Bizimle iletişime geçin

Kişiselleştirilmiş Tıp Avrupa Birliği

Sağlık verisi fırsatları: Aynı dili konuşmak 

HİSSE:

Yayınlanan

on

Kaydınızı, onayladığınız şekillerde içerik sağlamak ve sizi daha iyi anlamak için kullanırız. İstediğiniz zaman abonelikten çıkabilirsiniz.

Günaydın, sağlık çalışanları ve bugün AB Sağlık Veri Alanına ve bunun anlayışı nasıl etkilediğine ilişkin terminolojiyle ilgili vurgulanan kritik konuya odaklanan Avrupa Kişiselleştirilmiş Tıp İttifakı (EAPM) güncellemesine hoş geldiniz, EAPM İcra Direktörü Dr. Denis Horgan'ı yazıyor.

terminolojinin hizalanması

7 Haziran'da EAPM, AB Sağlık Veri Alanına ilişkin yeni teklifle ilgili olarak bir AB uzman paneli düzenledi. Panel etkinliği, politika yapıcıları sağlık, akademi, endüstri ve hasta kuruluşlarından fikir liderleriyle bir araya getirerek, birbirlerinden öğrenmek ve mevcut durumu ve yaygın geliştirme ve benimseme en iyi uygulamalarını geliştirmeye yönelik ortak bir yaklaşımı tartışmak için bir araya geldi.

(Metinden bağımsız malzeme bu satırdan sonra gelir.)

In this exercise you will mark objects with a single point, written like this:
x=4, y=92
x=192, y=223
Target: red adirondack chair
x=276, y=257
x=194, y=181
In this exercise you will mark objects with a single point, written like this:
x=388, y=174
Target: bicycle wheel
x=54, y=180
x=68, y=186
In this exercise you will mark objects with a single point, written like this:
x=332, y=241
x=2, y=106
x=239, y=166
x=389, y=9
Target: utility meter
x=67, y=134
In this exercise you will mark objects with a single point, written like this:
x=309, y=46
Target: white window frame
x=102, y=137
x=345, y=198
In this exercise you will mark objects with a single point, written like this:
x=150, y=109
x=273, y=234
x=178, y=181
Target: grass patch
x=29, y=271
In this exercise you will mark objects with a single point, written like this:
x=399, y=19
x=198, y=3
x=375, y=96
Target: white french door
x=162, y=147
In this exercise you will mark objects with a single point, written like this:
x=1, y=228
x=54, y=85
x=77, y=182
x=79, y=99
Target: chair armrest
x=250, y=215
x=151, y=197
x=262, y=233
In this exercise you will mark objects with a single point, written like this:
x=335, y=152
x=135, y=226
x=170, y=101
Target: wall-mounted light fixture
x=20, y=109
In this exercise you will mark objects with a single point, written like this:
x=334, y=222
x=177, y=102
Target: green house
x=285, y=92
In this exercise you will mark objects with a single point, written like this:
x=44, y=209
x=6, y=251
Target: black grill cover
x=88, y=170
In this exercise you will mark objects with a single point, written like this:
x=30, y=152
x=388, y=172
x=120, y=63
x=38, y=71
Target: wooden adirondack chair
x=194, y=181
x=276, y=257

Sonuç olarak verilen kilit mesajlardan biri, verilerin biyobelirteç testlerinden elde edilen verilerin kullanımı gibi daha iyi sağlık hizmetlerine nasıl kapı açabileceğine dair daha yeni tekniklerin profesyoneller ve halk arasında daha fazla netliğe ihtiyaç olduğudur. Şu anda, ortak terimlerin tutarsız kullanımı sağlık hizmetlerinde ilerlemeyi engellemektedir. 

Karışıklık bariz: terminoloji, ülke düzeyindeki uygulamaya yansıyabileceği gibi, büyük ölçüde farklıdır. 

İhtiyacın en fazla olduğu alanlardan biri de test ile ilgili terminolojidir.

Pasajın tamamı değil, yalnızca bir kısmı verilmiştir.